Più ascolti Matteo Renzi e più ti ritorna in mente Bettino Craxi. Più vedi come si muove, da chi si circonda, i bersagli che colpisce e più il senso di un dejà vu si fa palpabile e opprimente. Chissà se l’epilogo sarà egualmente drammatico, c’è da augurarsi di no, per il bene suo e dello stesso buon nome del Paese. È arduo, però, sfuggire ad un parallelismo che vede due uomini politici così diversi per storia personale, cultura, età anagrafica, valori di riferimento accomunati da un modus operandi molto simile se non addirittura sovrapponibile.

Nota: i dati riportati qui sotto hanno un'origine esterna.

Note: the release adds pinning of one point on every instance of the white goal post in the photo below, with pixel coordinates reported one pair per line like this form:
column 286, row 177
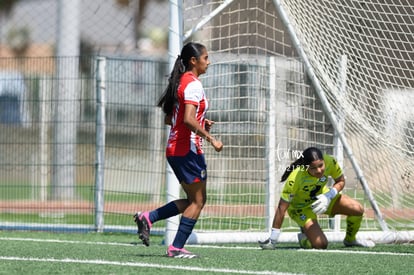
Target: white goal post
column 273, row 87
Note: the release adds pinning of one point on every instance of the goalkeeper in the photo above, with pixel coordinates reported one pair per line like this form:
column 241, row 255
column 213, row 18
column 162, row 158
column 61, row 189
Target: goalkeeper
column 305, row 195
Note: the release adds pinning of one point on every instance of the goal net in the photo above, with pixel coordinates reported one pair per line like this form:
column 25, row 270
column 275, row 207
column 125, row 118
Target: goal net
column 286, row 75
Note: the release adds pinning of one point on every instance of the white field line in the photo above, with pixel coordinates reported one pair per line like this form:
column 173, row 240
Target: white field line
column 211, row 246
column 115, row 263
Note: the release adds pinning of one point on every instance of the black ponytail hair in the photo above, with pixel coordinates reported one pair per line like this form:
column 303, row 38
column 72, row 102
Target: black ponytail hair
column 182, row 64
column 308, row 156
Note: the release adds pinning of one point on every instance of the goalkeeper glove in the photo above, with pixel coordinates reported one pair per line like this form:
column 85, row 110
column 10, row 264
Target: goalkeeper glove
column 322, row 201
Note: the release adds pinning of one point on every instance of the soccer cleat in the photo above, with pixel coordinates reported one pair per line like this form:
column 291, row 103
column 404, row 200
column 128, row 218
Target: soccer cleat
column 174, row 252
column 303, row 241
column 267, row 244
column 144, row 226
column 360, row 243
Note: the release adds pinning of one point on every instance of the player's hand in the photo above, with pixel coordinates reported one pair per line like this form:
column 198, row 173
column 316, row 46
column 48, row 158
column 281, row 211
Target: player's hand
column 208, row 124
column 321, row 204
column 217, row 144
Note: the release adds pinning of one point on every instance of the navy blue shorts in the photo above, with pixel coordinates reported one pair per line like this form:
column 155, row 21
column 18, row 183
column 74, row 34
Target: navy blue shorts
column 189, row 168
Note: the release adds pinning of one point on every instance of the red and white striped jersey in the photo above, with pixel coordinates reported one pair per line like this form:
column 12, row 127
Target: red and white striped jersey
column 181, row 139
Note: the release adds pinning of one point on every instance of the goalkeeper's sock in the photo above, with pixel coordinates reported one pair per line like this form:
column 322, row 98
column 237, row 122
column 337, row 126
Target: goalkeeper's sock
column 353, row 223
column 184, row 230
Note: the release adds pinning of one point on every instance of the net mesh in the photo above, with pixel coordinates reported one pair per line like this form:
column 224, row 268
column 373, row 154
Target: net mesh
column 375, row 40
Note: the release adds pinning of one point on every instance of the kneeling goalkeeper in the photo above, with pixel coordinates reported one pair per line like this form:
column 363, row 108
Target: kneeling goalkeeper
column 305, row 195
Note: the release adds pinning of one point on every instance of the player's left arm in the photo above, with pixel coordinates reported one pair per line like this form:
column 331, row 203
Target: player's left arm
column 339, row 183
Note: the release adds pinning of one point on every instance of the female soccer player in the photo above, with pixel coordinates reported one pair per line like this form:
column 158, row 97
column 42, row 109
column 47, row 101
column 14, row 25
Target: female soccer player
column 185, row 104
column 305, row 195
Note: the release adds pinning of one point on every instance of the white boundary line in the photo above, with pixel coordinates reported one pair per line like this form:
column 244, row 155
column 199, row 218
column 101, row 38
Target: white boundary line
column 212, row 246
column 116, row 263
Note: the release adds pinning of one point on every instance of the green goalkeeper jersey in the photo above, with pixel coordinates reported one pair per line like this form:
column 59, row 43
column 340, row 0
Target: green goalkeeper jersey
column 301, row 189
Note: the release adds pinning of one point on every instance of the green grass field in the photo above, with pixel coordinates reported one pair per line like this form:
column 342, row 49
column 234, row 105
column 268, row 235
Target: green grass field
column 96, row 253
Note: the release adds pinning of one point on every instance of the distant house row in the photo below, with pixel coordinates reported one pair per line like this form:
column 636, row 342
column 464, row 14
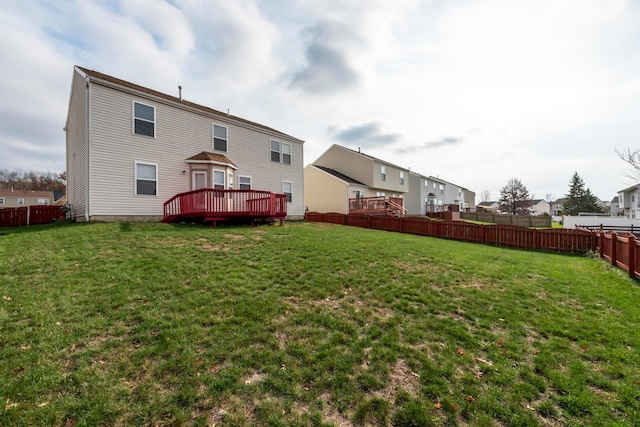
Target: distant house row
column 20, row 198
column 341, row 174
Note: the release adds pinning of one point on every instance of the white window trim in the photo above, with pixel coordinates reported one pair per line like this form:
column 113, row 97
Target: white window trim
column 213, row 137
column 291, row 184
column 240, row 183
column 133, row 119
column 135, row 180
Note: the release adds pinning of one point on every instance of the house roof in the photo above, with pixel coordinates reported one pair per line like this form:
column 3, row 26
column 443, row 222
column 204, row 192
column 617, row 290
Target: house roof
column 338, row 175
column 97, row 77
column 207, row 157
column 26, row 193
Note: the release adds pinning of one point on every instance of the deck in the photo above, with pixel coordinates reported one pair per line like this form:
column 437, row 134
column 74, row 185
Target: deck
column 211, row 205
column 380, row 205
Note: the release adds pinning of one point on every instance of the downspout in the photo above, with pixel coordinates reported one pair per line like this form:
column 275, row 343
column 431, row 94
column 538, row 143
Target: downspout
column 87, row 104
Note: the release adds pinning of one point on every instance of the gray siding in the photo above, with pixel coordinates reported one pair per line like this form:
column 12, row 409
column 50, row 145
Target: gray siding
column 180, row 134
column 76, row 135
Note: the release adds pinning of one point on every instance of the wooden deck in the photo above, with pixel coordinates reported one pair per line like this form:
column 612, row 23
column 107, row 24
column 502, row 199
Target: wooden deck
column 390, row 206
column 211, row 205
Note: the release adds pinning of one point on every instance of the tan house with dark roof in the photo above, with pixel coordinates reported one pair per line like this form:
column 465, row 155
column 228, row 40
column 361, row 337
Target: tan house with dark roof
column 341, row 174
column 130, row 149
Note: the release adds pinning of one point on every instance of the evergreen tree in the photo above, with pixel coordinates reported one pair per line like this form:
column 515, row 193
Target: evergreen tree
column 514, row 198
column 579, row 199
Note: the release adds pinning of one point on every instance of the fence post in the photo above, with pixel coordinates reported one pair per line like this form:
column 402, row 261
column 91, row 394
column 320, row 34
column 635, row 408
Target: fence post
column 631, row 240
column 600, row 236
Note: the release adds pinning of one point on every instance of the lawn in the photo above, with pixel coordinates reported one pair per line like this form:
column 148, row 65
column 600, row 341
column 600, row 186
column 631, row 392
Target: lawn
column 307, row 324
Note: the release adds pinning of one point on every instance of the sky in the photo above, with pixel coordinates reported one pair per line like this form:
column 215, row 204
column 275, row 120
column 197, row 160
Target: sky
column 475, row 92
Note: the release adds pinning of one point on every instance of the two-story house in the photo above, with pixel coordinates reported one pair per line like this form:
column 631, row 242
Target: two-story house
column 539, row 207
column 341, row 174
column 130, row 149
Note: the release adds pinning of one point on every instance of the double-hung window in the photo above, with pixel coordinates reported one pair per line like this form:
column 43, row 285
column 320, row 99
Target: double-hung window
column 144, row 119
column 286, row 153
column 287, row 189
column 218, row 180
column 146, row 179
column 219, row 138
column 245, row 182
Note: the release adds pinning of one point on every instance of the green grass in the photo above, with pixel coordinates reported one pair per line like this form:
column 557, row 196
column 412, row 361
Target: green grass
column 307, row 325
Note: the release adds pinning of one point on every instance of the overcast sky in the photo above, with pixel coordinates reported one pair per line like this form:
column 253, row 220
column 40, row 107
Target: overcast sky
column 475, row 92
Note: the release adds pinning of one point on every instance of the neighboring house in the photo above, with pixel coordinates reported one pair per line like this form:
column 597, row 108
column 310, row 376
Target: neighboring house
column 130, row 149
column 366, row 175
column 20, row 198
column 628, row 202
column 432, row 195
column 426, row 195
column 327, row 190
column 488, row 206
column 469, row 199
column 539, row 207
column 556, row 207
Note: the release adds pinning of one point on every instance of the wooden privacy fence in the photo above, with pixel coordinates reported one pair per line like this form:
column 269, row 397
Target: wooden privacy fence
column 29, row 215
column 621, row 250
column 557, row 240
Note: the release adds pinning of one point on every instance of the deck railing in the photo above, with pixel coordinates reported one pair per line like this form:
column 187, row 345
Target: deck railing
column 212, row 204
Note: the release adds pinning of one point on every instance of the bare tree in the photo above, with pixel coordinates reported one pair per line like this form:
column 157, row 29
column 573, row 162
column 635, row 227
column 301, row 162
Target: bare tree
column 514, row 198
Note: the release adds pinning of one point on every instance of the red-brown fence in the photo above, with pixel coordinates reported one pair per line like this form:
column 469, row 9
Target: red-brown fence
column 621, row 250
column 557, row 240
column 31, row 215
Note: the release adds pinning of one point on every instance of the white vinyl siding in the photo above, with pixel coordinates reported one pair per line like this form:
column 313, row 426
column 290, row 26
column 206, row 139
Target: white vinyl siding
column 144, row 119
column 287, row 189
column 286, row 154
column 275, row 151
column 184, row 134
column 146, row 179
column 220, row 138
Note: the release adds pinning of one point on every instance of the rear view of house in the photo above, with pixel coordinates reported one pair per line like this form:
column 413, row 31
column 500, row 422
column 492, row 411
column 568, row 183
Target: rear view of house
column 130, row 149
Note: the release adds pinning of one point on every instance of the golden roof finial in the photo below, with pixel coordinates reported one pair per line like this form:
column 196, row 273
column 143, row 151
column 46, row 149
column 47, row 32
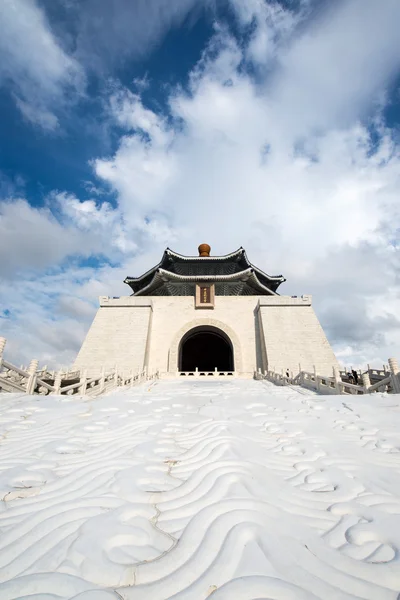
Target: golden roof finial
column 204, row 250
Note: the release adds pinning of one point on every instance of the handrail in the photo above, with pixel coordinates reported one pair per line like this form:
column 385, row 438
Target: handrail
column 334, row 384
column 32, row 380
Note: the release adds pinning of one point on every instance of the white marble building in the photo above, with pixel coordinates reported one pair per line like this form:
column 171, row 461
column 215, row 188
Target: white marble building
column 210, row 313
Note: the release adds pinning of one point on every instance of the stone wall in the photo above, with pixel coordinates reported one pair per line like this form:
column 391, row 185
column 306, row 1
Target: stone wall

Partiamo dallo stile, anzitutto. L’esuberanza che sulle prime caratterizzava positivamente Renzi e ne faceva l’uomo nuovo capace di scardinare i vecchi schemi e mandare in quiescenza le cariatidi del Parlamento si è presto tradotto in arroganza, in un modo di atteggiarsi e di parlare che pretende di far passare la sfrontatezza come capacità di parlar chiaro. Anche Craxi amava essere rude, talvolta sprezzante. Memorabili i litigi con Berlinguer e De Mita, ma anche talune sfuriate contro intellettuali e giornalisti, rei magari soltanto di non essere adusi a baciare la pantofola in anni in cui, tra nani e ballerine, l’indipendenza di giudizio non era classificata tra le virtù. Oggi sono cambiati in parte i mezzi di comunicazione. E i social, per la possibilità che consentono di trasmettere senza filtri il proprio pensiero, possono accentuare e rendere ancora più urticante la spregiudicatezza verbale. Renzi ne è consapevole, sa il rischio che corre, ma è convinto che l’unico modo per svettare rispetto a tutto il resto del panorama politico sia “andare sopra le righe”, parlare il linguaggio della pancia, polemizzare con il tono che si usa al bar sport.
La cultura di Craxi era ben altra, intendiamoci, non i modi. E quei modi, alla fine, gli costarono l’insofferenza e la rabbia degli italiani. Renzi sta calpestando le orme del leader socialista anche per i contenuti. Entrambi convinti della necessità di innovare il polveroso assetto istituzionale, entrambi pericolosamente portati ad intravedere nel ridimensionamento delle Camere come dei corpi intermedi la soluzione. Entrambi, soprattutto, pencolanti, più o meno consapevolmente, verso un modello tranchant che affida ad una figura forte la salvezza della Patria. In altre parole, Renzi come Craxi teorici dell’uomo solo al comando. Di per sé nulla di drammatico, il mondo è pieno di sistemi democratici caratterizzati da un premierato forte. Ma ad accomunare il leader di ieri con quello di oggi c’è l’insofferenza ai controlli, ai contrappesi, al render conto ai giornali. E questo è molto italiano.
E che dire della battaglia contro i magistrati? Le ultime uscite del premier, la sua insofferenza per indagini che bloccherebbero le opere (come se il rispetto della legalità fosse una variabile indipendente), assomigliano terribilmente alle sfuriate craxiane contro le toghe che osavano mettere il naso nei traffici di taluni manutengoli del suo partito. Sappiamo tutti come è finita in quel caso e fossimo in Renzi useremmo maggiore cautela nel mettere la mano sul fuoco, anche o soprattutto sugli amici e le amiche del cosiddetto Giglio Magico.
Tratto autoritario, autoreferenzialità, spregiudicatezza: ecco le tre caratteristiche che stanno facendo del presidente del Consiglio un tardo emulo del leader socialista. Renzi, se vuole, è ancora in tempo per ravvedersi. Ma, come Craxi, vede nemici e complotti dappertutto. E alla fine rischia di farsi male da solo.